Let the notation be that of Knuth's analysis of Program B.

At each execution of the subtraction step, the algorithm forms

$$ t=|u-v|, $$

where $u$ and $v$ are odd. Hence $t$ is even, and we may write

$$ t=2^{e}w, \qquad w \text{ odd}, $$

with $e=\nu_2(t)\ge 1$.

In Program B, one factor $2$ must always be removed after each subtraction, because $t$ is even. Additional factors of $2$ beyond the first contribute to the parameter $E$. Therefore, for a subtraction step having valuation $e$,

$$ \text{contribution to }C = e, \qquad \text{contribution to }E = e-1. $$

If the execution contains subtraction steps indexed by $j$, with corresponding valuations $e_j$, then by the definitions of the parameters,

$$ C=\sum_j e_j, \qquad E=\sum_j (e_j-1). $$

Thus $C$ and $E$ are sums over exactly the same collection of subtraction steps.
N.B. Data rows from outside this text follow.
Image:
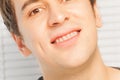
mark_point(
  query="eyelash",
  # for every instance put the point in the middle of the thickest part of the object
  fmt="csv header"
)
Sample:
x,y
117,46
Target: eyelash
x,y
35,11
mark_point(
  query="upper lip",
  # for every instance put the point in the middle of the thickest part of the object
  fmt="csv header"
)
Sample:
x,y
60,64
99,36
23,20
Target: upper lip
x,y
56,36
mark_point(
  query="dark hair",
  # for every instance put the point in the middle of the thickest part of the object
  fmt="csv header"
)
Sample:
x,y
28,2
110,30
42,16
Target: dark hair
x,y
9,17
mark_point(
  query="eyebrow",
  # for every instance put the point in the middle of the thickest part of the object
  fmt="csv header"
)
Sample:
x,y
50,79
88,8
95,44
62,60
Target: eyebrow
x,y
28,2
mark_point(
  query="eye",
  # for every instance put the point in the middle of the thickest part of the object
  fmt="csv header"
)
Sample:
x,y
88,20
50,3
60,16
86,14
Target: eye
x,y
66,0
35,11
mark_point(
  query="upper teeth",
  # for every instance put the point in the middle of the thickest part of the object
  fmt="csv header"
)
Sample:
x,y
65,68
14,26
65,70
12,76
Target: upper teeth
x,y
66,37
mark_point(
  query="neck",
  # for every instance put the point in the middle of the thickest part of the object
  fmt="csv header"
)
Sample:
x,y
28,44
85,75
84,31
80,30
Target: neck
x,y
93,69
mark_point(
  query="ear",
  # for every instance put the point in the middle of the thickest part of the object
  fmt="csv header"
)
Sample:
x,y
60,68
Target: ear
x,y
21,45
97,16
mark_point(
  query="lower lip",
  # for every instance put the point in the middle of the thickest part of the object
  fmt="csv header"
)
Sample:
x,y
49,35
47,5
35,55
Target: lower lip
x,y
68,42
To determine the average relation between $E$ and $C$, we need the distribution of

$$ e=\nu_2(u-v). $$

Since $u$ and $v$ are odd, their residue classes modulo $2^k$ are approximately equidistributed among the $2^{k-1}$ odd residue classes. The condition

$$ e\ge k $$

is equivalent to

$$ u\equiv v \pmod{2^k}. $$

For a fixed odd residue class of $u$ modulo $2^k$, exactly one odd residue class of $v$ modulo $2^k$ satisfies this congruence. Hence

$$ \Pr(e\ge k)\approx \frac1{2^{k-1}}, \qquad k\ge1. $$

Therefore

$$ \Pr(e=k) =\Pr(e\ge k)-\Pr(e\ge k+1) \approx \frac1{2^{k-1}}-\frac1{2^k} =\frac1{2^k}, \qquad k\ge1. $$

The mean valuation is

$$ \mathbf E[e] =\sum_{k\ge1} k,2^{-k}. $$

Using

$$ \sum_{k\ge1} kx^k=\frac{x}{(1-x)^2}, $$

with $x=\frac12$, we obtain

$$ \mathbf E[e] =2. $$

Hence

$$ \mathbf E[e-1] =1 =\frac12,\mathbf E[e]. $$

Now let $N$ denote the number of subtraction steps occurring in an execution. Since $C$ and $E$ are sums over the same steps,

$$ C=\sum_{j=1}^{N} e_j, \qquad E=\sum_{j=1}^{N} (e_j-1). $$

Taking averages over all executions and using linearity of expectation,

$$ C_{\mathrm{ave}} =\mathbf E!\left[\sum_{j=1}^{N} e_j\right], \qquad E_{\mathrm{ave}} =\mathbf E!\left[\sum_{j=1}^{N} (e_j-1)\right]. $$

For each subtraction step, the average contribution to $E$ is one-half the average contribution to $C$, because

$$ \mathbf E[e-1] =\frac12,\mathbf E[e]. $$

Since the same set of subtraction steps contributes to both sums, the common factor arising from the average number of subtraction steps cancels, giving

$$ E_{\mathrm{ave}} \approx \frac{\mathbf E[e-1]}{\mathbf E[e]} ,C_{\mathrm{ave}} = \frac12,C_{\mathrm{ave}}. $$

Therefore

$$ \boxed{E_{\mathrm{ave}}\approx \frac12,C_{\mathrm{ave}}}. $$

This is the required result.